Marco Rubio's Foreign Policy Positions Have Frequently Come Under Fire
Foreign policy is a delicate thread. It requires a certain attention to detail that many in politics today simply don't have. The situation in the Middle East, of course, is especially vulnerable: too hawkish, and alarm bells are triggered; too compliant, and you run the risk of losing control of whatever weight you carry in the region. With the constant threat of ISIS looming large in the background and negotiations with Iran constantly plagued by political buffoonery, the 2016 elections will prove more important than ever — and the onus is on voters to pick just the right candidate to take on the job. Unfortunately, the foreign policy stance of Sen. Marco Rubio (R-Florida) has frequently come under fire.
"[Rubio's] foreign policy motto seems to be, 'The enemy of my enemy is my enemy,'" wrote Washington political reporter Robert Merry in an op-ed for The National Interest last month. "Not exactly a brilliant formula for foreign policy success." Indeed, while the Tea Party darling and lifelong politician has the smarts to back up his five-year tenure as senator, his role on the Senate Foreign Relations Committee was riddled with controversy.
For example, after Rubio declared during his March CPAC speech that the reason President Obama refused to bomb ISIS was his unwillingness to "upset Iran," Secretary of State John Kerry took him to task during a Committee hearing, insisting that his accusations were "flat wrong."
[Iran] wants us to destroy ISIS. They want to destroy ISIS. ISIS is a threat to them — it's a threat to the region. And I think you're misreading it if you think there isn't a mutual interest ... between every country in the region. They're not going to come out and openly support [boots on the ground] ... but they're not going to object [either].
In his own words, Rubio has more than once come out in favor of more aggressive military action in the Middle East. In a lengthy post for The Wall Street Journal in 2012, Rubio reinforced the need for a larger American presence in Syria to take out President Bashar al-Assad and the corrupt forces with which he has dominated the country's rebels and innocent civilians for so long.
"The United States must step up and lead an aggressive international campaign to hasten Bashar al-Assad's departure from power," wrote Rubio, detailing a desire for U.S. representatives to partner with neighboring nations in order to institute power:
Diplomacy doesn't stand a chance in Syria unless the military balance tips against Assad. With Iran and Hezbollah now directly involved in the conflict—sending soldiers and weapons into Syria—the U.S. must stop insisting that arming the opposition will only make the violence worse.

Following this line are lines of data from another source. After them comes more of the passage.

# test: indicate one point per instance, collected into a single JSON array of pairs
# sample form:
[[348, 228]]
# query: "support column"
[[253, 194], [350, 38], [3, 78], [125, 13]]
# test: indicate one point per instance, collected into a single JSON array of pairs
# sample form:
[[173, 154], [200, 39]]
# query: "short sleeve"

On paper, the plan looks foolproof. But on a meticulous level, the skewed balance of power that Rubio so desperately wants to believe will shatter on impact from American-allied force will likely do nothing to stave off the bloodbath that would ensue once fundamentalists begin their inevitable takeover.

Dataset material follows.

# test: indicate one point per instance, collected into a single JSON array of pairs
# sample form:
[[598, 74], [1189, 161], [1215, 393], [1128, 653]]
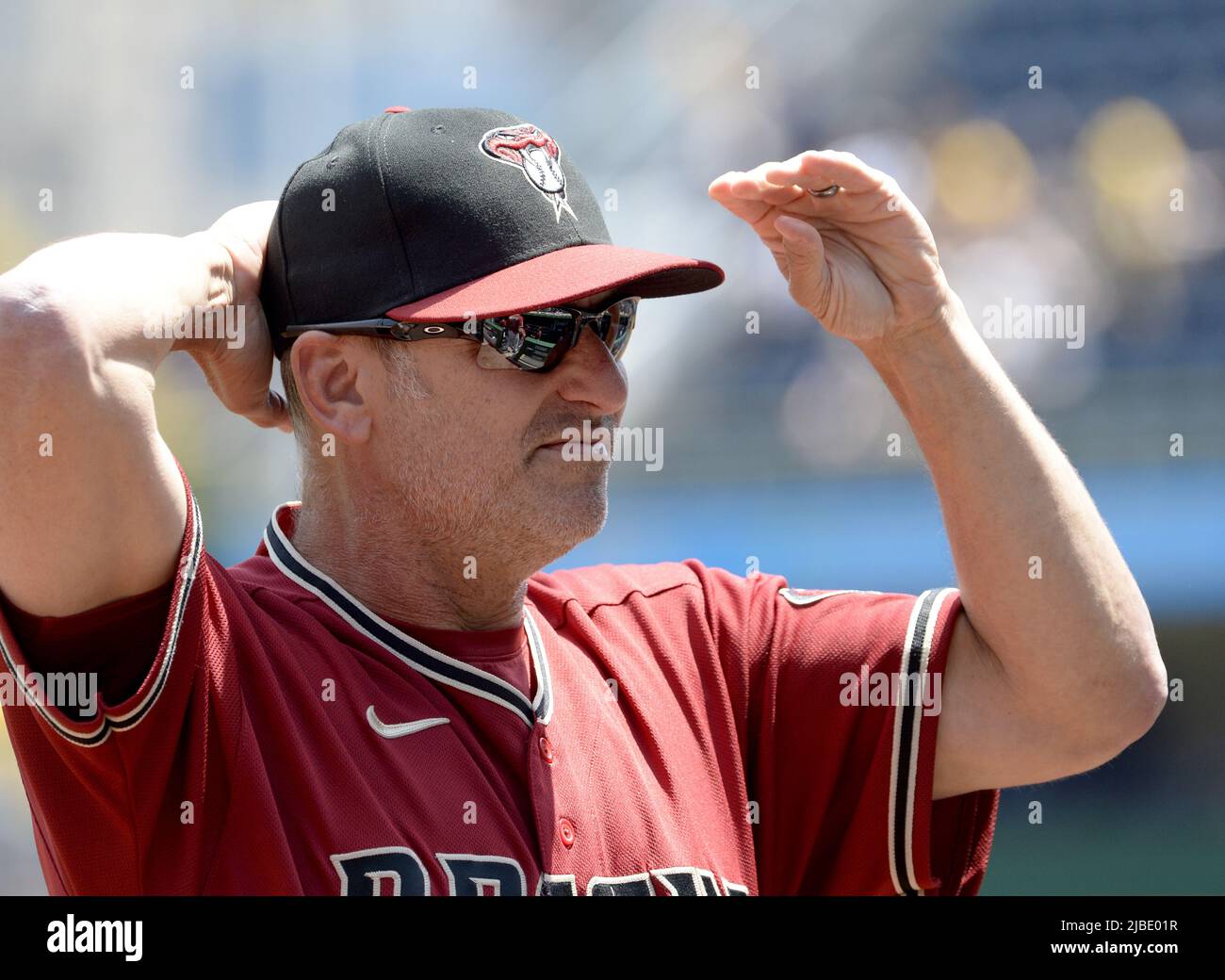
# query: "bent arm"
[[1054, 668], [90, 502]]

Rubio's suggestion that the United States be involved on a face-to-face level with every conflict in the Middle East stirs up controversy at every turn.

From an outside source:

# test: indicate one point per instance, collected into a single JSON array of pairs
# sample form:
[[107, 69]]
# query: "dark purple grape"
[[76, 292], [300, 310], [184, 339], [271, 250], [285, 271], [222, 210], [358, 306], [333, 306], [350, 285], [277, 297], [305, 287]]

"Those in the United States who advocate the notion that 'the enemy of your enemy is your friend' are deeply mistaken when it comes to Iran and the Islamic State," said Rubio in a Foreign Policy piece on March 24, after the junior senator's committee meeting with Kerry. "Despite their denials, it seems the Obama administration does not wish to upset the ayatollahs during the nuclear negotiations."
Whether Rubio had short term memory loss regarding the slippery slope that is Middle Eastern politics, or had simply dismissed that part of the conversation with Secretary Kerry as unprofitable, is anyone's guess.
Most recently, Rubio put forth an amendment to the recent Senate bill (which conservative legislators are using as a partisan maneuver to discredit the Obama administration's negotiations with Iran) that would force Iran to recognize Israel's right to exist. It was arguably political posturing, negligent of any of the finer points that go along with international diplomacy and peacekeeping.
As Merry of The National Interest suggests, Rubio might one day make a fine president and leader of the free world. But, possibly, not at the moment.